Article: Dirty Dozen Brass Band is fighting for a city

Here’s my latest for The Guide on Hilton Head Island:

Dirty Dozen Brass Band is fighting for a city
By JASON CRANE
Special to the Guide
Published Friday, October 5, 2007

It’s been two long years since a combination of natural force and human weakness shoved New Orleans’ head under the water and held it there, two long years since the city that gave birth to jazz found its horns — both musical and automotive — silenced by a rush of water through levees and dams that the government said were safe. Two long years.

So what’s going on?

Trumpeter and flugelhornist Efrem Towns, an original member of New Orleans’ own Dirty Dozen Brass Band, says Hurricane Katrina “exposed a lot of issues and social irregularities that shouldn’t be tolerated in the society we live in, but appear in our own backyards. New Orleans will prevail, but as far as the social stuff, it’s what’s been going on. It takes a catastrophe like Katrina to expose the whole thing.”

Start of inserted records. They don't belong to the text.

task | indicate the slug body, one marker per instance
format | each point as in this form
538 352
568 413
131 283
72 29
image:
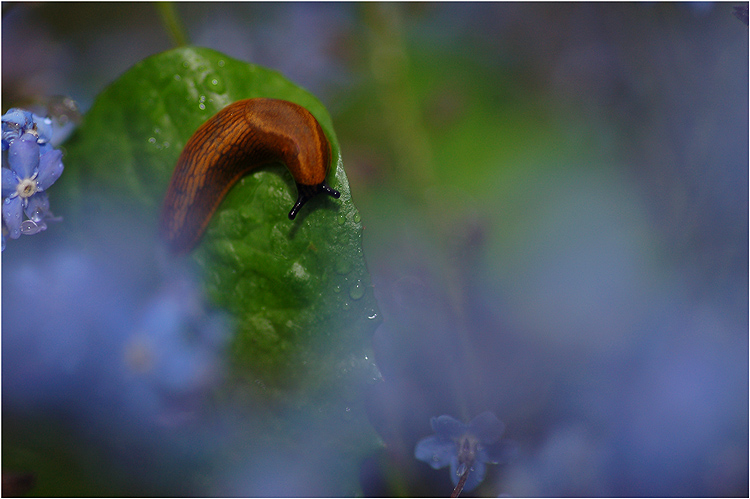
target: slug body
238 139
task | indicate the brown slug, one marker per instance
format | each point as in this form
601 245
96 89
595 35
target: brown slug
241 137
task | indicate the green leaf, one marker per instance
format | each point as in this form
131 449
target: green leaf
298 291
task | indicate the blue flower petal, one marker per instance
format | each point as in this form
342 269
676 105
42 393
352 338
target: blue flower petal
10 181
23 156
50 169
29 227
435 451
447 427
12 211
476 476
14 124
487 428
37 206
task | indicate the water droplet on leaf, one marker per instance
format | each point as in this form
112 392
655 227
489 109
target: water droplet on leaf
357 290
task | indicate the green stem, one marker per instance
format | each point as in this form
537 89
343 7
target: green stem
172 23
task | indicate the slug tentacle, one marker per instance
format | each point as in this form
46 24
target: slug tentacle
238 139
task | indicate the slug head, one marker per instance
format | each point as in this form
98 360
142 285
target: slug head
307 192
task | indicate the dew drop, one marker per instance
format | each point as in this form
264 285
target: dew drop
357 290
461 469
343 267
215 84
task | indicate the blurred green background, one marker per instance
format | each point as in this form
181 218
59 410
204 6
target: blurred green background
555 208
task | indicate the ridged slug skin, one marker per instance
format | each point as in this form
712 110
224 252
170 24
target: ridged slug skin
240 138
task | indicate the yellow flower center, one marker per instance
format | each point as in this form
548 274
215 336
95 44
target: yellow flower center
26 188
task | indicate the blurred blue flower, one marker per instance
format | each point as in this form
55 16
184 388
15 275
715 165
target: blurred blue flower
17 122
24 184
463 447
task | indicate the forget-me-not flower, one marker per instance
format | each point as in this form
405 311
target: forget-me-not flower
33 165
25 182
463 447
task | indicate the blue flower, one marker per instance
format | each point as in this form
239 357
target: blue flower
463 447
32 171
17 122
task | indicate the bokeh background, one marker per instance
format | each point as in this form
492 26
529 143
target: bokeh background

As it turns out, even something like Katrina isn’t enough to keep a good city down, and the city’s most prolific brass band, which performs in Savannah tonight, is back with a new album that’s helping to bring some much-needed musical and financial relief to the Crescent City.

That album is “What’s Going On,” released last year on the first anniversary of Katrina. It’s a musical reworking of the Marvin Gaye classic and a tribute to the city that couldn’t be sunk, all full of swampy backbeats and the thick brass sound that has made the Dirty Dozen one of the city’s quintessential musical outfits. A portion of the proceeds from the record goes to Tipitina’s Foundation (tipitinasfoundation.org), a nonprofit working to restore New Orleans’ musical culture.

Moreover, to make the point that the city’s influence extends far beyond its borders, the Dirty Dozen are joined on the record by a roster of stellar guests, including Public Enemy founder Chuck D, soul singer Bettye LaVette, G. Love, Guru from the seminal hip-hop outfit Gang Starr, and New Orleans’ own Ivan Neville.

Dirty Dozen co-founder and trumpeter Gregory Davis is clear about the album’s — and the band’s — message these days. “It just made sense in light of all that happened with the storm,” he said. “But even beyond that, to ask ‘What’s going on?’ in the world makes sense. What happened with 9/11, what happened with the tsunami, what happened with the earthquakes over in Iraq and Afghanistan, what’s happening with the so-called war. What’s really going on?”

The Dirty Dozen Brass Band has spent three decades forging powerful music from the elements of New Orleans jazz, R&B, hip-hop, funk and pop. They’ve been to more than 65 countries on five continents, but New Orleans will always be home, despite what they’ve lost.

“I’m not talking about clothes and shoes and material things, but family albums,” said co-founder and baritone sax player Roger Lewis.

“I have a 7-year-old daughter. I had pictures of myself as a child, but I can’t share them with her because they were destroyed. All she’s really going to know is her dad as a 64-year-old man.”